We've experienced this error under 2 conditions.
Condition 1
On a single zookeeper host there was an orphaned Zookeeper ephemeral node in
/overseer_elect/election. The session this ephemeral node was associated with no longer existed.
The orphaned ephemeral node cannot be deleted.
Caused by: https://issues.apache.org/jira/browse/ZOOKEEPER-2355
This condition will also be accompanied by a /overseer/queue directory that is clogged-up with queue items that are forever waiting to be processed.
To resolve the issue you must restart the Zookeeper node in question with the orphaned ephemeral node.
If after the restart you see Still seeing conflicting information about the leader of shard shard1 for collection <name> after 30 seconds
You will need to restart the Solr hosts as well to resolve the problem.
Condition 2
Cause: a mis-configured systemd service unit.
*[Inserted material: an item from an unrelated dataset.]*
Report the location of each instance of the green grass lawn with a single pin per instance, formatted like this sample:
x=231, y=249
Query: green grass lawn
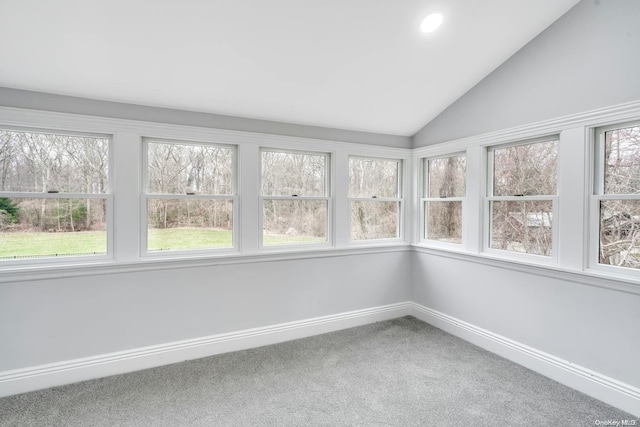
x=37, y=244
x=188, y=238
Make sure you have Type=forking and have PIDFile configured correctly if you are using systemd.
systemd was not tracking the PID correctly, it thought the service was dead, but it wasn't, and at some point 2 services were started. Because the 2nd service will not be able to start (as they both can't listen on the same port) it seems to just sit there in a failed state hanging, or fails to start the process but just messes up the other solr processes somehow by possibly overwriting temporary clusterstate files locally.
Solr logs reported the same error the OP posted.
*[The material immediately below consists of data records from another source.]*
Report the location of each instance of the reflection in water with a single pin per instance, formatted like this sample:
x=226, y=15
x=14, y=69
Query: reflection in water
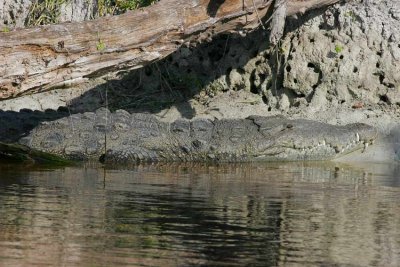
x=192, y=215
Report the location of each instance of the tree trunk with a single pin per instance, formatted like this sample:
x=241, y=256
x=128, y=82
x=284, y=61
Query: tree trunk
x=56, y=56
Interestingly enough, another symptom was that zookeeper listed no leader for our collection in /collections/<name>/leaders/shard1/leader normally this zk node contains contents such as:
{"core":"collection-name_shard1_replica1",
"core_node_name":"core_node7",
"base_url":"http://10.10.10.21:8983/solr",
"node_name":"10.10.10.21:8983_solr"}
But the node is completely missing on the cluster with duplicate solr instances attempting to start.
This error also appeared in the Solr Logs:
HttpSolrCall null:org.apache.zookeeper.KeeperException$SessionExpiredException: KeeperErrorCode = Session expired for /roles.json
To correct the issue, killall instances of solr (or java if you know it's safe), and restart the solr service.
We figured out!
The issue was that jetty didn't really stop so we had 2 running processes, for whatever reason this was fine for reading but not for writing.
Killing the older java process solved the issue.